С перрона вел пологий туннель, у выхода виднелись окошечки касс. Они были закрыты.
Я снова вернулась на перрон, надеясь, что еще застану там поезд, которым приехала, но его уже не было. Неоновая надпись над входом в здание зажглась и погасла — я не успела разобрать буквы, слившиеся в одну сплошную красную невнятицу. Мелкие светящиеся огоньки кружились, уносимые ветром. Я прошла туннель и остановилась перед кассами. Решила подождать, пока начнут продавать билеты. И тогда услышала приближающиеся шаги. Мужчина шел по туннелю к перрону. Когда он приблизился, я спросила, не знает ли он, когда отходит ближайший поезд. Он не ответил, прошел мимо без единого слова, даже не посмотрел на меня. Шаги затихли.
Я беспомощно подумала, что никогда больше не отправлюсь в дорогу без Б., и вдруг вспомнила, что Б. больше нет.
В детстве, вечером
W dzieciństwie, wieczorem
Пер. С. Равва
Поздний вечер, на столе кружка суррогатного кофе, на тарелке — ломтик хлеба с маслом. Кусок застревает в горле, такое оно стало узкое — и причиняет боль.
Кухня бездонная, мрачная, стол огромный, из суковатых досок, светлый от висящей над ним лампы, а все остальное — просторный буфет, просторная печь, чудные медные весы — в полумраке.
За окнами ночь.
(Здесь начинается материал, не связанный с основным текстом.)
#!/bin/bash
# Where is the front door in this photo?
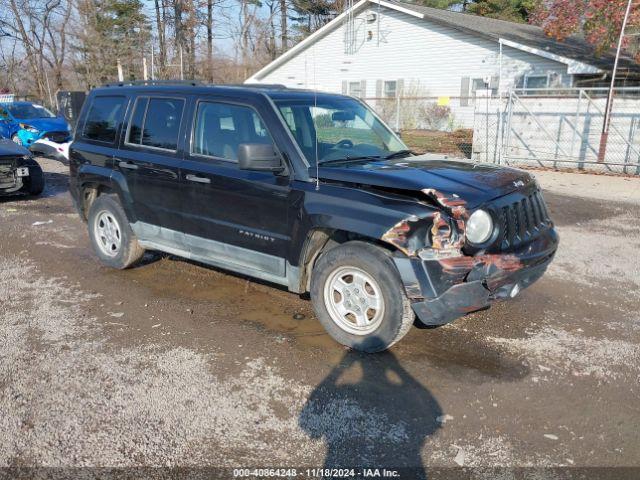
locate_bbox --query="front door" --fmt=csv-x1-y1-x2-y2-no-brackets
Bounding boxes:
181,100,290,282
114,96,187,244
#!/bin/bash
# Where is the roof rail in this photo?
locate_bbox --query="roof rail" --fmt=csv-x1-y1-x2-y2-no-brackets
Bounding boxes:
103,80,204,87
241,83,289,90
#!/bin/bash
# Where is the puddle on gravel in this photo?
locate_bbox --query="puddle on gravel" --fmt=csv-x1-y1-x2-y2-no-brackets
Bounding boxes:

Ветер залетает в окно, бьется о стены, танцует с лампой над столом, пахнет садом.
На керамической кружке — розово-голубые цветочки, суррогатный кофе щедро подслащен рукой Агафьи. Но Агафьи нет, она сидит на лестнице, которую, чтобы отличить от той, что ведет в сад, называют черной, и говорит сама с собой. Она любит говорить сама с собой. Велела мне есть и не вставать из-за стола, пока хлеб не исчезнет с тарелки, а кофе — из кружки.
Собака соседей лает, дочь соседей громко смеется, она — самая старшая среди учениц преподавателя фортепиано, который каждую неделю приезжает из областного города и дает уроки, самая старшая ученица, а на выступлениях играет первой, потому что только и умеет что до-ре-ми. Зато пальцы у нее длинные, самые длинные, ни у кого из учениц таких нет, рука прирожденной пианистки — хвалит учитель и смотрит в ее фиалковые глаза.
Весь дом погружен во мрак и тишину, только в дальней комнате неизвестно для кого играет радио, родителей и теток нет дома, еще не вернулись из гостей.
Тишина, полумрак, деревья шумят, во рту вкус приторного кофе. Рука подпирает голову. Из дальней комнаты плывет музыка, оседает в горле и душит. Уже не слышны ни ночные шумы и бормотанье Агафьи на лестнице, ни смех соседки с фиалковыми глазами. Слеза упала в кофе.
Агафья, запыхавшись, входит в кухню:
— Ты что? Хлеб еще не съела? Они уже возвращаются… Я шаги слышу… — И вдруг подозрительно: — А чего это с тобой? Может, заболела?
На террасе уже весело, громкие голоса, а один из них, самый громкий, требует:
— Тише… Тише… Слышите? Третья часть «Девятой»…
Час света
Godzina światła
Пер. И. Киселева
Я возвращался в долину. Оставив скалы и осыпи позади, я уже входил в лес. Он окружал меня, огромный, густой. Над деревьями время от времени пролетали порывы вечернего ветра. Издалека доносился рев одинокого оленя. Тропинка, ведущая в долину, была узкой и разбухшей от корней деревьев.
«У тебя остался один час света», — услышал я голос врача. Он предупреждал меня. Поэтому я как можно скорее закрыл глаза, чтобы экономно распорядиться оставшимся светом, отдавая себе отчет в том, что его отсутствие не позволит мне спуститься в горное убежище.